Как же приятно было наконец снова очутиться в родной стихии. Вы даже представить себе не можете. Будто домой вернуться после невыносимо долгих и тяжких странствий. А почему бы, собственно, и не домой? — Скит даже щелкнул клювом от удовольствия. — Да, да, уважаемые слушатели, это была Тэя. И именно этот вот самый пляж, на котором мы сейчас с вами и сидим, и который и был тем далеким берегом, что я видел. А эти стол и кресло я принес сюда уже намного позже. Но главное, во что мне и самому тогда не слишком-то верилось, — я был дома.

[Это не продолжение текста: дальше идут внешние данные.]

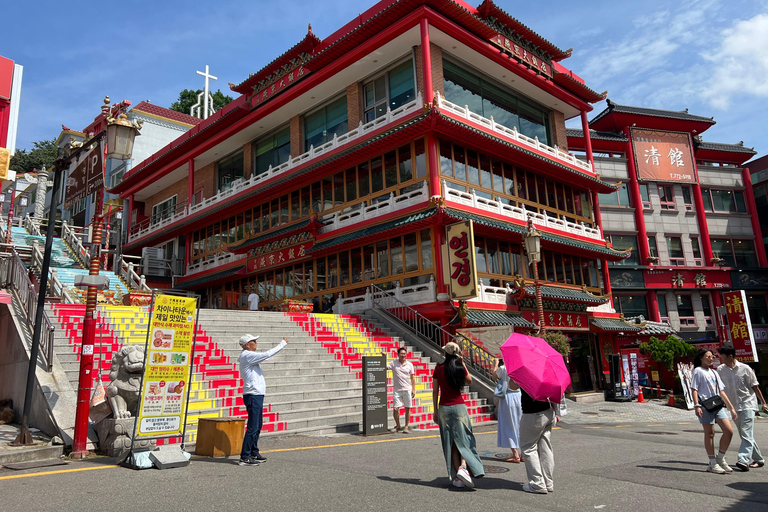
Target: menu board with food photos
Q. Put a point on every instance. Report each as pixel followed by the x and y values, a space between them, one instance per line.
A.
pixel 166 372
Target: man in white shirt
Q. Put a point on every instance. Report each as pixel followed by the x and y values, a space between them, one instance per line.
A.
pixel 743 391
pixel 404 382
pixel 253 301
pixel 254 389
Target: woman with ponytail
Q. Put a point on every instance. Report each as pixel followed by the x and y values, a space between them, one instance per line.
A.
pixel 450 414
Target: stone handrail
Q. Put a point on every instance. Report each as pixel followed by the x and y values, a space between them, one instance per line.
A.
pixel 490 124
pixel 237 186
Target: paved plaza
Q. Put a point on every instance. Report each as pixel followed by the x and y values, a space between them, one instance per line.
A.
pixel 627 457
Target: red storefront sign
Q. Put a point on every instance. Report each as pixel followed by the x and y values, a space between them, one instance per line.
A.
pixel 663 156
pixel 740 326
pixel 522 55
pixel 562 321
pixel 277 258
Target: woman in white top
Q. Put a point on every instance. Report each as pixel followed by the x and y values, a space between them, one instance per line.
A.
pixel 706 383
pixel 508 412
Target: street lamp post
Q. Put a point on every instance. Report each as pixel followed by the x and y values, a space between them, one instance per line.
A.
pixel 533 247
pixel 120 134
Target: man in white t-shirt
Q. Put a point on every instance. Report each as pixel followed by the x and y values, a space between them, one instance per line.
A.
pixel 404 382
pixel 253 301
pixel 743 391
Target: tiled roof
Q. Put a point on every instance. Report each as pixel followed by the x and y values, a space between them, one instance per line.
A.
pixel 614 324
pixel 361 234
pixel 179 117
pixel 565 294
pixel 729 148
pixel 515 228
pixel 595 135
pixel 670 114
pixel 480 317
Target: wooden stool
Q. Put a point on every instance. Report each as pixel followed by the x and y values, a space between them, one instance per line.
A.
pixel 220 437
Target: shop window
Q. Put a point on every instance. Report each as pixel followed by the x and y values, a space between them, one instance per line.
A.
pixel 392 90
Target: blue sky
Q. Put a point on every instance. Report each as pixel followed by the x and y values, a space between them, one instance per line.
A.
pixel 708 56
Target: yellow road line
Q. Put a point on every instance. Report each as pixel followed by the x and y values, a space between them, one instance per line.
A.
pixel 43 473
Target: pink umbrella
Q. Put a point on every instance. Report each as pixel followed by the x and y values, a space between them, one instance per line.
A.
pixel 537 367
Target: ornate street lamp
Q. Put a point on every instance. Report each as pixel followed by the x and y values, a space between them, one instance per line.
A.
pixel 533 247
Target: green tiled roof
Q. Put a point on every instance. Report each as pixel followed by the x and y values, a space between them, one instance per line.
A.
pixel 372 230
pixel 614 324
pixel 515 228
pixel 497 318
pixel 567 294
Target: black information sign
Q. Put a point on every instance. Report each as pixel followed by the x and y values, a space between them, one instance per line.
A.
pixel 374 394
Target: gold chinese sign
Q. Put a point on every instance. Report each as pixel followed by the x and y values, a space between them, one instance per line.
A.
pixel 740 326
pixel 663 156
pixel 461 260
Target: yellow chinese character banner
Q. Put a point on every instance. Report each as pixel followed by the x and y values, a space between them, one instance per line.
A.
pixel 166 371
pixel 740 326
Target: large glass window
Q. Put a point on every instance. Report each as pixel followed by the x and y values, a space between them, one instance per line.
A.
pixel 272 150
pixel 393 89
pixel 228 170
pixel 463 87
pixel 321 125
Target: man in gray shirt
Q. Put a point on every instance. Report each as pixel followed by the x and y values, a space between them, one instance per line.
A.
pixel 254 389
pixel 743 391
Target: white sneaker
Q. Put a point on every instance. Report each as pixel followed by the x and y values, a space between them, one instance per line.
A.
pixel 714 467
pixel 724 465
pixel 463 475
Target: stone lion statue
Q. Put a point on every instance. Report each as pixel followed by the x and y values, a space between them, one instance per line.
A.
pixel 125 378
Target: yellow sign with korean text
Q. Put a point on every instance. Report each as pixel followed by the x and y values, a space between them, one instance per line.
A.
pixel 166 369
pixel 461 260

А потом была встреча с родственниками и друзьями. Ну, то есть со всеми, конечно, кроме Тио. Где он тогда находился, я еще не знал. А потом был сон. Долгий, сладкий, безмятежный. И в довершение ко всему, уже после того, как хорошенько выспался, я как-то рано утром отправился на побережье, чтобы освежиться и поплавать. Потом вспомнил об одном деле, потом увидел странное свечение из своего сарая. Потом было зеркало, далекая планета со странным названием и светящаяся изнутри пирамида. И знаете, — Скит как-то хитро посмотрел на аудиторию, — тогда, в самый первый раз, я ведь вам не все рассказал. Потому что, кроме звероидов разумных и птиц говорящих, там было еще кое-что. А именно следы. Они вели как раз из того пруда, что находился под пирамидой. И это были следы от ботинок скафандра. Одного из тех, что были мне так хорошо знакомы и которые носят симрики. «Ну что же, — сказал я себе тогда, — кажется, теперь я знаю, в какую сторону направить свой звездолет».

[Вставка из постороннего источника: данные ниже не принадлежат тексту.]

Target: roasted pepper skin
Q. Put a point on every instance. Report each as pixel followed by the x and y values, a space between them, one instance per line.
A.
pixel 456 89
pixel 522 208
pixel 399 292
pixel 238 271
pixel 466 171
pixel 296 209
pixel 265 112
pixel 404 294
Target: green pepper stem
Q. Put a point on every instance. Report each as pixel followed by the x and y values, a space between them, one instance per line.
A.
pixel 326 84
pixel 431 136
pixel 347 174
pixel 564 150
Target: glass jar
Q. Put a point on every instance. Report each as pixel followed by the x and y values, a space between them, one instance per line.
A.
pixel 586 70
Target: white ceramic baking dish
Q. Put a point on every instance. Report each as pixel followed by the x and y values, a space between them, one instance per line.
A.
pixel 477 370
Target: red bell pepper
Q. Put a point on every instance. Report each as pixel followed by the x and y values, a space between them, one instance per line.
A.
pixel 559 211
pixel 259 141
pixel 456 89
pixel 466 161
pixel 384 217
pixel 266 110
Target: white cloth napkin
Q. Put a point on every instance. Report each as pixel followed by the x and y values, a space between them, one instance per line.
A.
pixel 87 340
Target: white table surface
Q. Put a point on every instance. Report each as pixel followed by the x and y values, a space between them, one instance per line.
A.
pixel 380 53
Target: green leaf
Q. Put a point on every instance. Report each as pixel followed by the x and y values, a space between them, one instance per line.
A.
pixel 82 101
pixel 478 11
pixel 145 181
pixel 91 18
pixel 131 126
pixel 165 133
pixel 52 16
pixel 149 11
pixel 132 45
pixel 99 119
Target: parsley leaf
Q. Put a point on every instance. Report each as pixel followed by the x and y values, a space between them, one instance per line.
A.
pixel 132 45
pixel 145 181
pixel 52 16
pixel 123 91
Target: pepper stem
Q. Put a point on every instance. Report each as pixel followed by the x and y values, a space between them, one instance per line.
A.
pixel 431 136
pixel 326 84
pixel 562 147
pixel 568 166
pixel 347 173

И это весь мой рассказ, уважаемые слушатели, — Скит Йонтра отвесил публике глубокий и почтительный поклон. — И не только на сегодня, но и в этом году. Я больше не буду приползать на это побережье, пока не наступит следующее лето. Ведь становится уже прохладно. А вы знаете, что мы, земноводные, не слишком любим такую погоду.